Conceito e finalidade
A rescisão por acordo consiste na extinção contratual por vontade mútua, destinada a situações em que empregado e empregador preferem dissolver o vínculo de forma consensual e sem imputar culpa. O instrumento busca reduzir litígios e permitir uma saída negociada, preservando direitos básicos do trabalhador.
Verbas devidas
Na rescisão por acordo, algumas parcelas são pagas na íntegra e outras em valor reduzido. Mantêm‑se, sem redução, os seguintes itens:
Saldo de salário;
Férias vencidas acrescidas de 1/3;
Férias proporcionais acrescidas de 1/3;
13º salário proporcional.
Outras verbas são liquidadas de forma parcial, conforme previsto na norma:
Aviso‑prévio indenizado pago pela metade, caso o aviso não seja trabalhado;
Multa de 20% sobre o FGTS.
Direitos específicos do empregado
Ao formalizar a rescisão por acordo, o trabalhador adquire o direito de realizar o saque de até 80% do saldo do FGTS. Em contrapartida, não há direito ao seguro‑desemprego nessa modalidade de desligamento.

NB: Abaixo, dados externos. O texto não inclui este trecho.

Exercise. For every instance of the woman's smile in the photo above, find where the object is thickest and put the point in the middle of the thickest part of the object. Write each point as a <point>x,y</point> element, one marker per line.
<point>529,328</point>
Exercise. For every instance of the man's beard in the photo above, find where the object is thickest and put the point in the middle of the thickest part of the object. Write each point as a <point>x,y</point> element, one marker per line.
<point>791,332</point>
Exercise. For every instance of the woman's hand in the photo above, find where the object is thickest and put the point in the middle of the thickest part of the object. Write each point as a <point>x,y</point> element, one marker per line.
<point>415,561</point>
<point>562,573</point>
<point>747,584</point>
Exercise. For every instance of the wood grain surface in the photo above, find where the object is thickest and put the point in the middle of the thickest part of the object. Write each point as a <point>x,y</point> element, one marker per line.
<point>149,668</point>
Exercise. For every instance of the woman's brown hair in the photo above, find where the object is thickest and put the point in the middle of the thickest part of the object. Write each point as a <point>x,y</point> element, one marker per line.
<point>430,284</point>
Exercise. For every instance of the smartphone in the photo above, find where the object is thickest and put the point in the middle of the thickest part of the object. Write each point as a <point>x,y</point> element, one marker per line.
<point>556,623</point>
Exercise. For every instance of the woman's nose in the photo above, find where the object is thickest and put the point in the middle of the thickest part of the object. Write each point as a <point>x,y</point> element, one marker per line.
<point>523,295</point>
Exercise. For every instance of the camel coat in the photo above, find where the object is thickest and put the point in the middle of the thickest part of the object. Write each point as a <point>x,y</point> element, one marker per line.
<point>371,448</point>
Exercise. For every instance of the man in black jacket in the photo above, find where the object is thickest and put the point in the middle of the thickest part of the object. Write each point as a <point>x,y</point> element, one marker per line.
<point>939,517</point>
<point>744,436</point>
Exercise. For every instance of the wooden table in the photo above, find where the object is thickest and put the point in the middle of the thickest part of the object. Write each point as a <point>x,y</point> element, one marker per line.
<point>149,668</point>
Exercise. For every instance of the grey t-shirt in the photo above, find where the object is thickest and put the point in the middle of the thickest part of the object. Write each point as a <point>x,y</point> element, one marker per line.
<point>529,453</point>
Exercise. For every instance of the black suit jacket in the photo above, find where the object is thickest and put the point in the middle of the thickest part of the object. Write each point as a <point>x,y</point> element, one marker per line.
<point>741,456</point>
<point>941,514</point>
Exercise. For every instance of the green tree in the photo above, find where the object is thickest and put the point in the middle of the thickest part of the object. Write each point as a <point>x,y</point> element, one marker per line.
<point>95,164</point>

Analise: a opção pelo acordo altera a composição das verbas rescisórias e afeta a fonte de proteção social imediata do trabalhador (seguro‑desemprego), embora permita acesso parcial ao FGTS.
Regras sobre validade do acordo
O acordo deve ser celebrado livre de qualquer vício de consentimento, isto é, sem coação, erro ou fraude. A imposição unilateral por parte do empregador descaracteriza a natureza consensual do ato e pode invalidá‑lo.
Quando houver descumprimento das normas que regulam a rescisão por acordo, a prática pode ser revista em juízo, com possibilidade de reconhecimento da dispensa como sem justa causa, o que alteraria o quadro de verbas e direitos devidos.
O que observar antes de fechar o acordo
Empregador e empregado devem conferir a documentação e os cálculos para garantir que os valores pagos correspondam às parcelas previstas em lei. A formalização por escrito e o registro correto da rescisão no termo correspondente reduzem o risco de questionamentos futuros.
Em síntese, a rescisão por acordo prevista no artigo 484‑A oferece uma alternativa de encerramento contratual com regras específicas sobre verbas e benefícios: preserva algumas garantias trabalhistas, limita o acesso ao seguro‑desemprego e autoriza o saque parcial do FGTS, exigindo, porém, atenção às condições de validade do consenso.